Two civilizations through the same five phases.
Catastrophes that look terminal at the time often turn out to be the moment when a civilization's most durable institutions are forged. The reorganization phase is what distinguishes the systems that survive from those that do not.
Qin's centralized empire over-extracts: heavy law, mass corvée, sudden taxation. Brittleness becomes invisible until a single late-conscript convoy, faced with execution for missed deadline, sets off Chen Sheng's revolt of 209 BCE.
Pre-70 CE Judea: Roman provincial rule frays under Zealot revolt; Temple-centered religious life is about to lose its physical center, with no portable replacement yet codified.
Qin authority collapses in three years. Multiple regional warlords compete; the population is exhausted; no central institution survives intact.
Destruction of the Second Temple, 70 CE. Mass enslavement and dispersion. The priestly leadership class is annihilated; sacrifice as central practice ends permanently.
Liu Bang's coalition wins by inheriting Qin's administrative apparatus (via Xiao He's archives) and softening its application — the same bureaucracy under different rhetoric.
Yavneh — Yohanan ben Zakkai negotiates a study academy outside besieged Jerusalem. The center of authority shifts from Temple to text, from priest to rabbi. The Mishnah is compiled by 200 CE.
Han codifies law, ritual, and history. Light governance is treated as deliberate strategy.
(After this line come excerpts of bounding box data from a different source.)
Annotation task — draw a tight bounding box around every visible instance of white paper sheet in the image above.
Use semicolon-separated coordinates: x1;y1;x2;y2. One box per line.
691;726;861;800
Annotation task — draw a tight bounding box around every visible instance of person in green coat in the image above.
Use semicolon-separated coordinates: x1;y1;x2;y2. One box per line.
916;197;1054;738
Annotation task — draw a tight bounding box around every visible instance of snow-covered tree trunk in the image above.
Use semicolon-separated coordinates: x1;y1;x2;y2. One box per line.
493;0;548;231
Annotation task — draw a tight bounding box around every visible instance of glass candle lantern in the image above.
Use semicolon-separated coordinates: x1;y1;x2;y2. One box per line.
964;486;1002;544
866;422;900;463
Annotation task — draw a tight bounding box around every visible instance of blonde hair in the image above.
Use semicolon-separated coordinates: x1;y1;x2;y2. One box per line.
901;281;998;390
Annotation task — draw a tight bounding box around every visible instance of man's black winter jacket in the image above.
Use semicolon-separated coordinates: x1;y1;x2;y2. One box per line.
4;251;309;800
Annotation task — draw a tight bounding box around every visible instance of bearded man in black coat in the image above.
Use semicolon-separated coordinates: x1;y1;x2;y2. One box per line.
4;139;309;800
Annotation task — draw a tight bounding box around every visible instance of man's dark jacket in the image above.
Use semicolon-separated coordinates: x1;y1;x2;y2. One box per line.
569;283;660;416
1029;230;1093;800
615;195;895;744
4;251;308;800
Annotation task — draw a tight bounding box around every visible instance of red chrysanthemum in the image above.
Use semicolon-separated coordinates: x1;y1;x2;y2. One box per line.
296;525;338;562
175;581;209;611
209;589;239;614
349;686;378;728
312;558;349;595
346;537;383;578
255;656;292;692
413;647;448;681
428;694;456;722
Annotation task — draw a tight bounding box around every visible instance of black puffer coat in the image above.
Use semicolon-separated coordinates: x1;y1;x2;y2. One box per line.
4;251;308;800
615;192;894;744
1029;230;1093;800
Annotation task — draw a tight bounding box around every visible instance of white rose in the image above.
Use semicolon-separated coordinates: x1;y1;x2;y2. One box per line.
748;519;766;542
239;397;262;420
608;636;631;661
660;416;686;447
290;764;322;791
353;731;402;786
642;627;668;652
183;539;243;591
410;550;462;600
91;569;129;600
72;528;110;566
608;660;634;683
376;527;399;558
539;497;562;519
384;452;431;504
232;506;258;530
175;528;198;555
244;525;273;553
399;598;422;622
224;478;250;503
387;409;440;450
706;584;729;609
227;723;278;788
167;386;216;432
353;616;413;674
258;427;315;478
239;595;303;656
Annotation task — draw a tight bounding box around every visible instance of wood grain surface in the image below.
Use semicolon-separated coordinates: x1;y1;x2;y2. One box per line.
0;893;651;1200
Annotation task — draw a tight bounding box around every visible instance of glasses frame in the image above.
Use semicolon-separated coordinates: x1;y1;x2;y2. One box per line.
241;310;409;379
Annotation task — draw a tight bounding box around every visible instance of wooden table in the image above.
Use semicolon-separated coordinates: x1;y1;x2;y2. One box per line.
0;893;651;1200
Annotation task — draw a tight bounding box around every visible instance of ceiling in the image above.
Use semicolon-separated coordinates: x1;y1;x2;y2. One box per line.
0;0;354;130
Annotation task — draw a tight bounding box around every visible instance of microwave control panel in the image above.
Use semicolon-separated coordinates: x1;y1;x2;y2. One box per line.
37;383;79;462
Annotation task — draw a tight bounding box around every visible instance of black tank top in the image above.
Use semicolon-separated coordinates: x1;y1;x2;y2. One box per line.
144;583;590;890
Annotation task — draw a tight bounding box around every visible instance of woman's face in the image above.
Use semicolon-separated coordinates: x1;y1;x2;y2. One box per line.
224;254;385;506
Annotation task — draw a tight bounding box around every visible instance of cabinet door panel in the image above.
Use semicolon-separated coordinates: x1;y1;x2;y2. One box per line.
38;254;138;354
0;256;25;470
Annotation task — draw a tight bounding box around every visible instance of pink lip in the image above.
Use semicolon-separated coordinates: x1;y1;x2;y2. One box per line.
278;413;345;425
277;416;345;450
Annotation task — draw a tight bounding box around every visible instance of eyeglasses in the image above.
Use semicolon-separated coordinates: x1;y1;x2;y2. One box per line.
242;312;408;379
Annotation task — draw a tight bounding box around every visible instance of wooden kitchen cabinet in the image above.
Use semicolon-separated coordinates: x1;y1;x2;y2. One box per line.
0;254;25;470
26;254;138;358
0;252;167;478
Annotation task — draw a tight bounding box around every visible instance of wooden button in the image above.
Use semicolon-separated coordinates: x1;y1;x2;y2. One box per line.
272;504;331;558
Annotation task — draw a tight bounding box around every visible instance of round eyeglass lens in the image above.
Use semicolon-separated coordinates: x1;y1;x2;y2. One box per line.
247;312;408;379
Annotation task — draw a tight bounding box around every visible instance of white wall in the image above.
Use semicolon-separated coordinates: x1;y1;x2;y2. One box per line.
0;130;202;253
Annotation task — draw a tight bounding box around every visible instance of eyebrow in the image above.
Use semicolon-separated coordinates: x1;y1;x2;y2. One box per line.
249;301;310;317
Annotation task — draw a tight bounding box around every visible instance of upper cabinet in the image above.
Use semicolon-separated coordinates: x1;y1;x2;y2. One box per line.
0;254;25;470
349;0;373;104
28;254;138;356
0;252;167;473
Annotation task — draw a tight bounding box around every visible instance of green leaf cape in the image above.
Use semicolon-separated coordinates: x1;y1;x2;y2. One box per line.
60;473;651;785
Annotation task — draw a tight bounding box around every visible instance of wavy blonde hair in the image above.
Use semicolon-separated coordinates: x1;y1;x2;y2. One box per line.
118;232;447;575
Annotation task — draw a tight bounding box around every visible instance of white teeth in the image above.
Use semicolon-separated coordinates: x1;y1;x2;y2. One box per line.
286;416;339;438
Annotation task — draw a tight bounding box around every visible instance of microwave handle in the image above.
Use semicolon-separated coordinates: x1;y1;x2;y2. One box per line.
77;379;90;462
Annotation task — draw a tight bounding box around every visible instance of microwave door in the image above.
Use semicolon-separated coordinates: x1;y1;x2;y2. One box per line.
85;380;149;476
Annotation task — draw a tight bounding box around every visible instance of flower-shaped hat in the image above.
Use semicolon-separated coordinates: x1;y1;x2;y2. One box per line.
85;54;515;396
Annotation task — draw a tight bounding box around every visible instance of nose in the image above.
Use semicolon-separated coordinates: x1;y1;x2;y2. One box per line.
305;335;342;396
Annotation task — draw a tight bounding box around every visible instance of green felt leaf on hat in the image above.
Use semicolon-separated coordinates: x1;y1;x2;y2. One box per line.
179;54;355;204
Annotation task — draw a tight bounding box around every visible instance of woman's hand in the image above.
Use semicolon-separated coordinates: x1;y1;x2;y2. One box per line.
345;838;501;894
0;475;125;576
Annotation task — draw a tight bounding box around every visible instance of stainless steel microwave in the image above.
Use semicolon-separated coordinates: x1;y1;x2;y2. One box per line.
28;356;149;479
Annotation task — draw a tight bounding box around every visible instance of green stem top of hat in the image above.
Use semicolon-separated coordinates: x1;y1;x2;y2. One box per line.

Empress Lü holds the system together long enough for the institutions to take root.
Babylonian Talmud completed c. 500 CE. The community now carries with it a dense legal-ethical-narrative corpus that does not require a state to function.
Han lasts four centuries. Subsequent Chinese dynasties inherit and modify the same institutional template repeatedly, into the 20th century.
Stateless institutional continuity persists for nearly two millennia, surviving expulsions, conversions under duress, and genocide. The price is high; the form holds.